L’ÉGLISE D’AUJOURD’HUI DEVRAIT ÊTRE ENCEINTE

 

L’ÉGLISE D’AUJOURD’HUI DEVRAIT ÊTRE ENCEINTE

 

          Les femmes de la Bible frappées de stérilité donnèrent le jour aux plus nobles enfants : « Sarah, stérile jusqu’à l’âge de quatre-vingt-dix ans, engendra Isaac ; le cri déchirant de Rachel : « Donne-moi des enfants ou je meurs ! » fut exaucé, et elle porta Joseph qui délivra la nation. La femme de Manassé engendra Samson, qui, lui aussi, délivra la nation. Anne, une âme éperdue, après avoir sangloté dans le sanctuaire, avoir fait des vœux, sans cesser de prier, insensible au mépris d’Eli, répandit son âme, et reçut la réponse en Samuel qui devint le prophète d’Israël. Ruth, veuve et sans enfant, trouva grâce et enfanta Obed, qui engendra Jessé, le père de David, de la postérité duquel naquit notre Sauveur. D’Elizabeth, assez âgée, naquit Jean-Baptiste ; or, Jésus affirma qu’il n’y avait pas de plus grand prophète que lui né d’une femme. Si la honte de la stérilité n’avait pas réduit ces femmes à la dépendance, que d’hommes puissants auraient été perdus !
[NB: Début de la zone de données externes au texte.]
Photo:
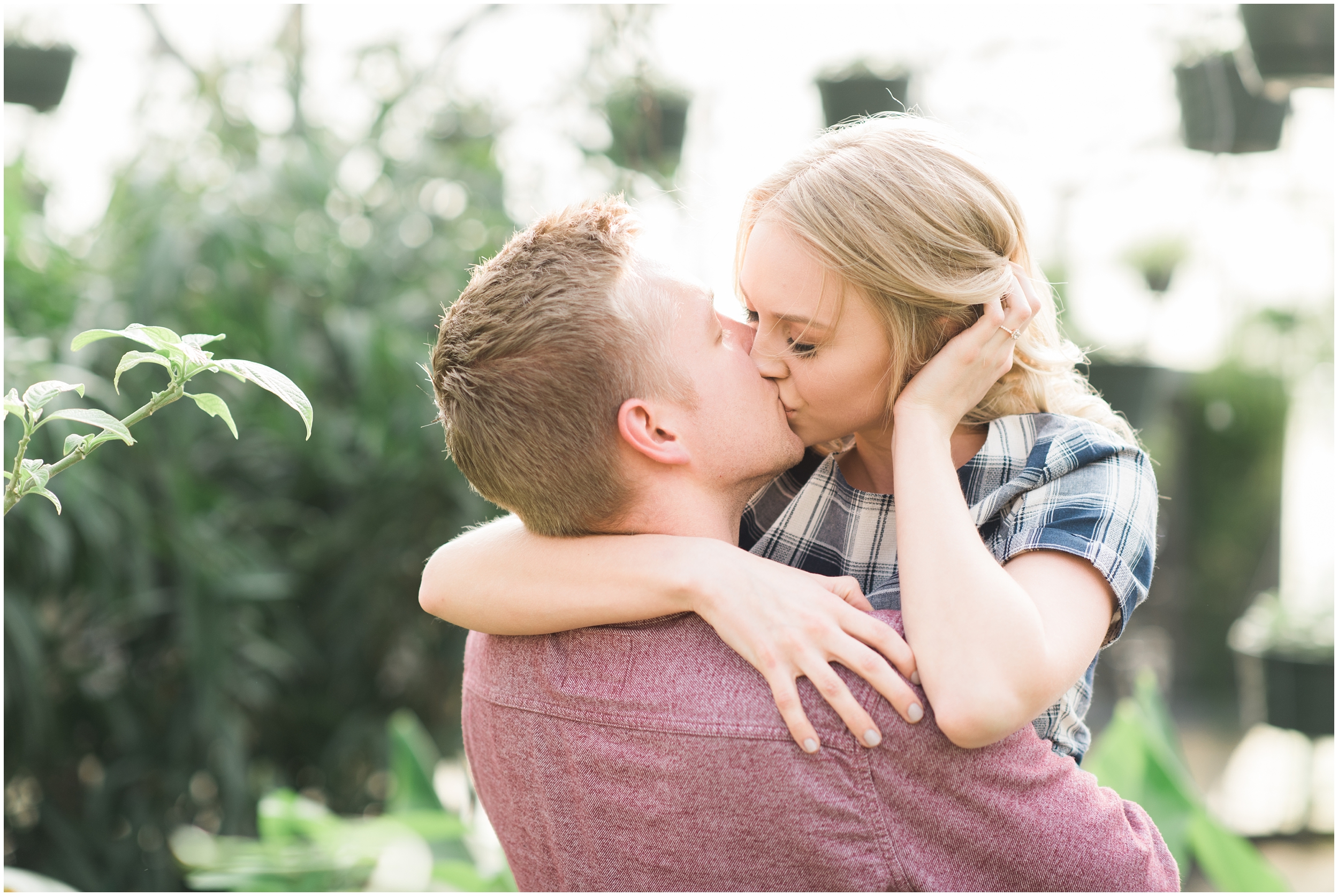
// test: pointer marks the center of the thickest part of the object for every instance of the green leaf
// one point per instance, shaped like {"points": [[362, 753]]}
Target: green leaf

          Un réveil surgit, tel l’enfant conçu qui, tout à coup, voit le jour. Au seizième siècle, Knox parodia la prière de Rachel et s’écria : « Donne-moi l’Écosse ou je meurs ! » Knox mourut, mais tant que vivra l’Écosse, Knox vivra. Zinzendorf, attristé et confus devant le manque d’amour et de fruits des Moraves, fut animé par le Saint-Esprit jusqu’à ce que, tout à coup, un réveil survienne vers onze heures environ, un mercredi matin, le 13 août 1727. Alors débuta le réveil morave, et une réunion de prière vit le jour ; selon la tradition, elle dura cent ans. De cette réunion sortit un mouvement missionnaire qui atteignit les extrémités de la terre.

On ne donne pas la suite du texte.